GMF: General Multimodal Fusion Framework for Correspondence Outlier
Rejection
- URL: http://arxiv.org/abs/2211.00207v1
- Date: Tue, 1 Nov 2022 01:18:46 GMT
- Title: GMF: General Multimodal Fusion Framework for Correspondence Outlier
Rejection
- Authors: Xiaoshui Huang, Wentao Qu, Yifan Zuo, Yuming Fang, Xiaowei Zhao
- Abstract summary: We propose General Multimodal Fusion to learn to reject the correspondence outliers.
Our GMF achieves wide generalization ability and consistently improves the point cloud registration accuracy.
- Score: 36.35090386001373
- License: http://arxiv.org/licenses/nonexclusive-distrib/1.0/
- Abstract: Rejecting correspondence outliers enables to boost the correspondence
quality, which is a critical step in achieving high point cloud registration
accuracy. The current state-of-the-art correspondence outlier rejection methods
only utilize the structure features of the correspondences. However, texture
information is critical to reject the correspondence outliers in our human
vision system. In this paper, we propose General Multimodal Fusion (GMF) to
learn to reject the correspondence outliers by leveraging both the structure
and texture information. Specifically, two cross-attention-based fusion layers
are proposed to fuse the texture information from paired images and structure
information from point correspondences.
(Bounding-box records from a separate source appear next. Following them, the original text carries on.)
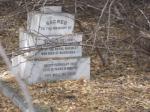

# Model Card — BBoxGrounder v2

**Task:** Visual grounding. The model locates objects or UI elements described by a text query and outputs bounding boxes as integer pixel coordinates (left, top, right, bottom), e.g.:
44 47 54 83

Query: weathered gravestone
19 31 82 59
12 6 90 84
40 6 62 13
27 12 75 35
12 56 90 84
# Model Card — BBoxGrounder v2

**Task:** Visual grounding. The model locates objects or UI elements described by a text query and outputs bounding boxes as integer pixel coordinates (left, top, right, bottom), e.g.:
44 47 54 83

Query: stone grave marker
40 6 62 13
12 6 90 84
27 12 75 35
19 31 82 58
12 56 90 84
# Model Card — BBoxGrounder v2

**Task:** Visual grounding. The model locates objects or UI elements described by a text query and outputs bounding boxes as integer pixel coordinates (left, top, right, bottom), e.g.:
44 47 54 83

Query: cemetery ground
0 1 150 112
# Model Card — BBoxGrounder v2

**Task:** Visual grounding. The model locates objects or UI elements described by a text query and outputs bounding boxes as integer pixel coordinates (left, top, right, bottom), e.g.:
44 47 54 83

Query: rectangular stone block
27 12 75 35
40 6 62 13
12 56 90 84
19 31 82 58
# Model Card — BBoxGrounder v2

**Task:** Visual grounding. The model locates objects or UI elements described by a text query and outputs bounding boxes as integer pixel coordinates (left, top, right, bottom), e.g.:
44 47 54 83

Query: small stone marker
27 12 75 35
20 32 82 58
12 6 90 84
12 56 90 84
40 6 62 13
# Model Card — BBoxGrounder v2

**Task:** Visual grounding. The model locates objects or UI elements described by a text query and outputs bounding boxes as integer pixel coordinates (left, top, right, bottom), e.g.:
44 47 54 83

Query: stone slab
27 12 75 35
12 56 90 84
19 31 82 58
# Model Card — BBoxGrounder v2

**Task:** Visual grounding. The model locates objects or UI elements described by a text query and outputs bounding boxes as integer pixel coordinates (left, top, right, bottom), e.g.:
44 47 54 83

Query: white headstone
27 12 75 35
19 32 82 58
12 57 90 84
40 6 62 13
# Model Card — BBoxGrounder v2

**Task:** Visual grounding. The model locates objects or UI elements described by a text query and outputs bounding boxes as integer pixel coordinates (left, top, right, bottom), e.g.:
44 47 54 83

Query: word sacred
46 20 67 25
39 26 71 31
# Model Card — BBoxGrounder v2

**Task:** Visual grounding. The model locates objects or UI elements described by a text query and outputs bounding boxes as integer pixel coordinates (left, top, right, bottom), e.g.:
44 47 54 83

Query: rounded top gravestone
40 6 62 13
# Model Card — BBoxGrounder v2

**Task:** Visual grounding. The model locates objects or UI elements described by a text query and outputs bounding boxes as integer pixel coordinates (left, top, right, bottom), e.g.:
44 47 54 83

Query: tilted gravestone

Moreover, we propose a convolutional
position encoding layer to enhance the difference between Tokens and enable the
encoding feature pay attention to neighbor information. Our position encoding
layer will make the cross-attention operation integrate both local and global
information. Experiments on multiple datasets(3DMatch, 3DLoMatch, KITTI) and
recent state-of-the-art models (3DRegNet, DGR, PointDSC) prove that our GMF
achieves wide generalization ability and consistently improves the point cloud
registration accuracy. Furthermore, several ablation studies demonstrate the
robustness of the proposed GMF on different loss functions, lighting conditions
and noises.The code is available at https://github.com/XiaoshuiHuang/GMF.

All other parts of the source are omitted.